Columnist Hugh Hewitt in the Washington Post: “If you are a member of #TheResistance or a #NeverTrumper, it is doubtful you will allow yourself to see the enormous problem with the move toward show hearings in the House and a vote on articles of impeachment.

“If you are an #AlwaysTrumper, you will be in a position to believe that an off-the-rails House is abusing the provisions of impeachment for purely partisan purposes.”

Comment: First, the Washington Post deserves credit for giving Hewitt space to write when he disagrees staunchly with the Post’s editorial position in favor of impeachment.

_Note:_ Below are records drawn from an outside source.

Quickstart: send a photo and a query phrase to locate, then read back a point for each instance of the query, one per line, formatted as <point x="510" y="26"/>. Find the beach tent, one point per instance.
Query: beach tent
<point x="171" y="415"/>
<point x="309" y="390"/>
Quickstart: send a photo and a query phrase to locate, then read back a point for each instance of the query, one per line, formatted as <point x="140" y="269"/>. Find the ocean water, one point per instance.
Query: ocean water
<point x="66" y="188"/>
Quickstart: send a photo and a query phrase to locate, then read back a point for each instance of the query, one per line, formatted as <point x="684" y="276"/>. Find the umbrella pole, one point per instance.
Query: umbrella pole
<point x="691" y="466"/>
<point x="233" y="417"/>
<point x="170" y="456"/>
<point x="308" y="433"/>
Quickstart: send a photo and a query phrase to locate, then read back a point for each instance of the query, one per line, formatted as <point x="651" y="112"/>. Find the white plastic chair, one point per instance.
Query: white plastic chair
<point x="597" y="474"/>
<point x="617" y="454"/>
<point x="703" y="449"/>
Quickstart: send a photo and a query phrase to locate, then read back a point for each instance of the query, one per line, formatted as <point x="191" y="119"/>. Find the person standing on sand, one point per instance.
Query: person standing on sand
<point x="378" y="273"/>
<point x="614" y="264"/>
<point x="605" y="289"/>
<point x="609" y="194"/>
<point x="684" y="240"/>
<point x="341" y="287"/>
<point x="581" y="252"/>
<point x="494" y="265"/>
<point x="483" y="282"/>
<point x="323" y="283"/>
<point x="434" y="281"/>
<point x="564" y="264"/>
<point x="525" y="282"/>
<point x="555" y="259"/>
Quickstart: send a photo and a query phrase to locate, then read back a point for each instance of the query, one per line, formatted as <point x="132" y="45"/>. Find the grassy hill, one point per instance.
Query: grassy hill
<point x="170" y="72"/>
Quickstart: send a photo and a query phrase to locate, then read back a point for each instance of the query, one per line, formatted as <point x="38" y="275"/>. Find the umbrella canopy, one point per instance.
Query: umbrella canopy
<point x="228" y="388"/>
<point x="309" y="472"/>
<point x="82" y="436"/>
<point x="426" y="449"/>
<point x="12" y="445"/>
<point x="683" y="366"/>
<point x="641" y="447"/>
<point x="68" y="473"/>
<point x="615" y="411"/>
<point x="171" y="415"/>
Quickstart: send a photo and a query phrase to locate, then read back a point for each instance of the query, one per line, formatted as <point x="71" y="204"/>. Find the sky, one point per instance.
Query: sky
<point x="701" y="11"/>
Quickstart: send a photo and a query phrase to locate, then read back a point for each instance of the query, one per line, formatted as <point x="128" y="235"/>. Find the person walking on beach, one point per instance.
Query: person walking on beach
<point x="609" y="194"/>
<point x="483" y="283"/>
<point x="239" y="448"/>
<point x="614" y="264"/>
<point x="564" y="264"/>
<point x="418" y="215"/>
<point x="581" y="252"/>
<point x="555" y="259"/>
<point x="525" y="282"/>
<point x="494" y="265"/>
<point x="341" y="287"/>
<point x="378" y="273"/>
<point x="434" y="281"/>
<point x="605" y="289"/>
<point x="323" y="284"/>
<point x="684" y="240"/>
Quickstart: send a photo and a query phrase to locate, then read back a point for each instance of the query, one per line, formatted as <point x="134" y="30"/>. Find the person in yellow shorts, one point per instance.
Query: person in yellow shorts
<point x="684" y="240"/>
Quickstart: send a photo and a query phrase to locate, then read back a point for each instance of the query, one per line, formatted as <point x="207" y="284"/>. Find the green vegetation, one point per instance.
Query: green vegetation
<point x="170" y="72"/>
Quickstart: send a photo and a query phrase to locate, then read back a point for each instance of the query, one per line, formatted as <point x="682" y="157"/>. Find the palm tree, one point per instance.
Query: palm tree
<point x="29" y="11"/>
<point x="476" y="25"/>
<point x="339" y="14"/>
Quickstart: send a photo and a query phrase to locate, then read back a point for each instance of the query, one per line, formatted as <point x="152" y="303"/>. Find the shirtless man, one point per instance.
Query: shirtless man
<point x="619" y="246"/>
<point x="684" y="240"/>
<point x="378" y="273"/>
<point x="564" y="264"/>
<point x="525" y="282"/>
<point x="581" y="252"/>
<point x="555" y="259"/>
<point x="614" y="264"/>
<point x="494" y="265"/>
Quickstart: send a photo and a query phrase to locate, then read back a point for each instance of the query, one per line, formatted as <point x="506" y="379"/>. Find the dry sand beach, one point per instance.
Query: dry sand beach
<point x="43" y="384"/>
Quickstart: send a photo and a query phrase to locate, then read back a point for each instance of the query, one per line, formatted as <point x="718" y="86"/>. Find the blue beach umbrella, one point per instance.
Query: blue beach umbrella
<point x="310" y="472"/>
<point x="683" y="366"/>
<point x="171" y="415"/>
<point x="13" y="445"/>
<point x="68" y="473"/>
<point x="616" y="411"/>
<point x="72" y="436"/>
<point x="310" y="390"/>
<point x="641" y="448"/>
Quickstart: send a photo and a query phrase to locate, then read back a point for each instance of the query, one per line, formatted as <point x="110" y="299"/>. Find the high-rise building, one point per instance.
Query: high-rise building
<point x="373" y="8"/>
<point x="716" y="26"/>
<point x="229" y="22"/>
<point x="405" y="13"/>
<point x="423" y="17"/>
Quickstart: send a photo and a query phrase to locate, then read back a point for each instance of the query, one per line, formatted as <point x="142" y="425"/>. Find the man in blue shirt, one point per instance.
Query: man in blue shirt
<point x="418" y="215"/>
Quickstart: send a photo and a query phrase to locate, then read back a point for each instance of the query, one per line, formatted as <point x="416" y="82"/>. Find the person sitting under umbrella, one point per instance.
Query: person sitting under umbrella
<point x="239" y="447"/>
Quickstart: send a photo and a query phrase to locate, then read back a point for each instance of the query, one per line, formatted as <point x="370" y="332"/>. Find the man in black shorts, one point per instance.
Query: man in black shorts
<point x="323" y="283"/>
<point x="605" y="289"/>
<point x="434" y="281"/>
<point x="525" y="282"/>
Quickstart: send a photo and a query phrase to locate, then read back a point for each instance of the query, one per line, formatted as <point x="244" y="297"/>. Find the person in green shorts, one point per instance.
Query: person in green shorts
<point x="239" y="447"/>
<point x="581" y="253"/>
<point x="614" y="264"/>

Second, Hewitt is right. AlwaysTrumper and NeverTrumper folks will never agree on impeachment. To Trump troops, it will be another attempt by the left to invalidate the 2016 election. To Trump opponents, it will be about time for Trump’s conduct and rhetoric to be unveiled as beyond the scope of a “real president.”

The term “real president” is mine and indicates where, for what it’s worth, I stand on the reality of government run amok. Trump is the worst president in U.S. history. The Ds may recognize that, but are moving so far left as to be off any kind of political spectrum.

I say a pox on both – or all – sides. The risk is that the very future of American democracy is at stake.